Le ciel rugit au-dessus des frontières orientales de l’Europe. La guerre qui déchire les flancs de l’Ukraine voit plusieurs engins volants fendre les airs à la recherche de la victoire. Avions et hélicoptères, missiles, fusées, mais surtout drones. Ils ne sont certes pas une invention du conflit ukrainien – ils ont déjà participé aux combats au Moyen-Orient dans les années 2010 – mais la guerre russe les a multipliés. Il existe aujourd’hui des millions d’engins, parmi lesquels les FPV règnent en maître, et le secteur de l’armement parie déjà sur l’avenir. De la Silicon Valley aux chaînes de production de Shenzhen, qui abrite la production commerciale du géant chinois DJI, les entreprises technologiques travaillent sur les drones… et les moyens de les contrer.
Dans cette course au progrès militaire, la Chine se montre : le pays de Xi Jinping est le champion de la production de batteries, indispensables aux drones. Ainsi, rappelle Forbes, le plus grand fabricant de batteries en termes de capacité est la société chinoise CATL. Elle produit chaque année 132 GWH de cellules, des composants légèrement plus gros qu’une batterie qui composent les batteries.
Avec une exportation importante de ses composants, la Chine inonde le marché mondial des drones de batteries, et est donc en mesure de bloquer les flux de production. Récemment, l’entreprise américaine de fabrication de drones Skydio a subi les conséquences de la politique de Pékin : en octobre, la Chine a interdit la vente de composants essentiels, comme les batteries, à plusieurs entreprises américaines.

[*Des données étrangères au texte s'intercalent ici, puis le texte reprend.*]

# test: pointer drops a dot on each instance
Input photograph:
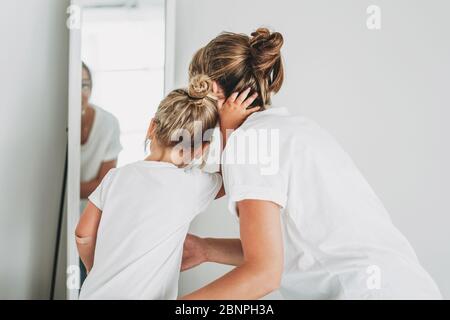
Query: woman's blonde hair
(238, 61)
(192, 112)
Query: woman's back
(337, 232)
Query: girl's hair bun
(200, 86)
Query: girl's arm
(262, 266)
(86, 234)
(87, 188)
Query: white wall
(33, 120)
(383, 94)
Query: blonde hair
(189, 111)
(238, 61)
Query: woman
(100, 140)
(313, 228)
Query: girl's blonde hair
(238, 61)
(192, 112)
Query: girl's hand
(234, 110)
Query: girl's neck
(161, 154)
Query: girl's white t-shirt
(339, 241)
(146, 208)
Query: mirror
(124, 72)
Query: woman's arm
(234, 111)
(199, 250)
(88, 187)
(86, 234)
(262, 266)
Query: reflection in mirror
(122, 51)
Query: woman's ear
(218, 91)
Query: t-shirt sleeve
(244, 180)
(98, 197)
(114, 147)
(206, 188)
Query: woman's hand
(194, 252)
(234, 110)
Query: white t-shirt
(146, 208)
(339, 241)
(103, 144)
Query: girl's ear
(200, 151)
(151, 129)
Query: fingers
(250, 111)
(233, 96)
(220, 103)
(241, 98)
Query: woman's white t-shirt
(339, 241)
(103, 144)
(146, 208)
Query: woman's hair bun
(200, 86)
(265, 49)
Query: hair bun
(265, 49)
(200, 86)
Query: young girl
(130, 236)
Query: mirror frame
(74, 126)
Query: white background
(383, 94)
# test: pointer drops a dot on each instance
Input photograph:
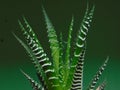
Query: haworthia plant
(64, 71)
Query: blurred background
(103, 39)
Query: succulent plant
(65, 70)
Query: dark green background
(103, 38)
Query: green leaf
(67, 53)
(82, 34)
(102, 86)
(54, 44)
(77, 83)
(34, 59)
(97, 76)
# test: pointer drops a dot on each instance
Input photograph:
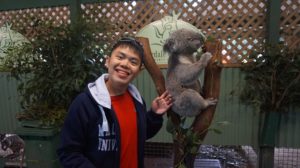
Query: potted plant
(53, 67)
(272, 85)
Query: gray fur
(183, 72)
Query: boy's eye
(120, 56)
(134, 61)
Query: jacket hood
(101, 95)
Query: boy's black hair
(132, 42)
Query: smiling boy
(107, 125)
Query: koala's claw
(205, 58)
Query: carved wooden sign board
(158, 31)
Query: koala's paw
(205, 58)
(211, 102)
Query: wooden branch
(211, 87)
(156, 74)
(152, 67)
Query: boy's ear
(107, 59)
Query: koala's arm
(189, 73)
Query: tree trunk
(211, 89)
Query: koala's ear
(169, 45)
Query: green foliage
(272, 79)
(54, 67)
(187, 139)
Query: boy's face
(123, 65)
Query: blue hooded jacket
(90, 136)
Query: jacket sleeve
(154, 123)
(73, 140)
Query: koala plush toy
(184, 70)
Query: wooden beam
(273, 21)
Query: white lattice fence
(290, 23)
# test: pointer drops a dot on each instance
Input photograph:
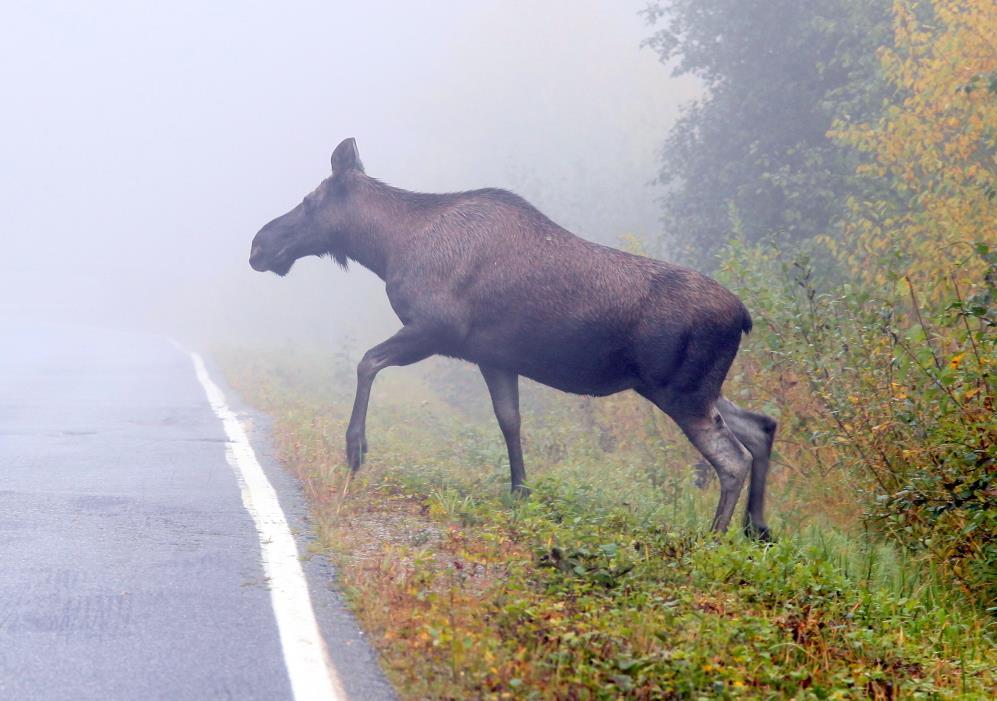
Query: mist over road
(130, 567)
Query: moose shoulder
(486, 277)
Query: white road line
(308, 666)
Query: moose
(485, 277)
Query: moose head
(318, 225)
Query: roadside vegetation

Batterie fait à l’intérieur Ukraine
De quoi donner des cheveux gris aux puissances occidentales, États-Unis en tête. Heureusement pour l’industrie, dans sa lutte acharnée pour reconquérir ses territoires, l’Ukraine semble montrer la voie en matière de production de drones libérée des contraintes chinoises. Ancien pilier du bloc soviétique, le pays est devenu en quelques années passé maître dans l’art de produire des drones, même s’ils sont artisanaux et fabriqués dans des cuisines ou des garages. En décembre 2023, Volodymyr Zelensky rapportait que le nombre d’unités produites par an était de quatre millions – même si les observateurs s’accordent sur le chiffre d’un million –, un bond numérique gigantesque.
Un essaim mortel qui nécessite à son tour des millions de batteries pour rester en vie. Les quadricoptères de reconnaissance avec une demi-heure de vol nécessitent un approvisionnement constant en batteries fraîchement rechargées pour continuer à fonctionner, explique Forbes. Les drones bombardiers en consomment une quantité similaire. Les très populaires drones FPV transportent des batteries plus lourdes que le reste de leur corps. La batterie est au cœur de la guerre.
La production locale de batteries de drones est devenue un sport national en Ukraine, comme en témoigne l’organisation Wild Hornets (Dyki Cherchni, en ukrainien, Frelons sauvage, en français), l’un des nombreux groupes chargés de rechercher et d’assembler les composants nécessaires.
Une vidéo sur les réseaux sociaux explique le processus des Wild Hornets. Les éléments constitutifs de ses batteries sont les Samsung 50S, optimisées pour les applications à haute puissance et offrant une capacité respectable de 5 000 mAh, explique Forbes.
Quelques dollars pour un drone
Selon l’organisation, la production locale de batteries de drones est également possible grâce au financement participatif. Wild Hornets a également été confronté à des défis plus complexes, comme la fabrication de contrôleurs de vol, les centres de contrôle de ses drones, sur une chaîne de production robotisée. Le produit militaire final coûte au total 65 dollars pour les petites batteries et 90 dollars pour les grandes, comme les batteries de drones commerciaux. Un prix imbattable et nécessaire dans un conflit qui consomme environ 10 000 drones ukrainiens par mois, selon le Royal United Services Institute for Defence and Security Studies (RUSI).
« Les drones à longue portée offrent des capacités d’attaque relativement bon marché et augmentent donc le nombre de cibles pouvant être touchées, réservant les munitions les plus efficaces aux cibles mieux protégées et plus difficiles à atteindre. »» a détaillé en octobre pour le GEO Léo Péria-Peigné, chercheur dans le secteur de l’armement et de la défense au Centre d’études de sécurité de l’Institut français des relations internationales (Ifri).
Nul doute que cette production indépendante et à bas coûts est étroitement surveillée par les grandes puissances internationales qui souhaitent s’affranchir de la composante chinoise.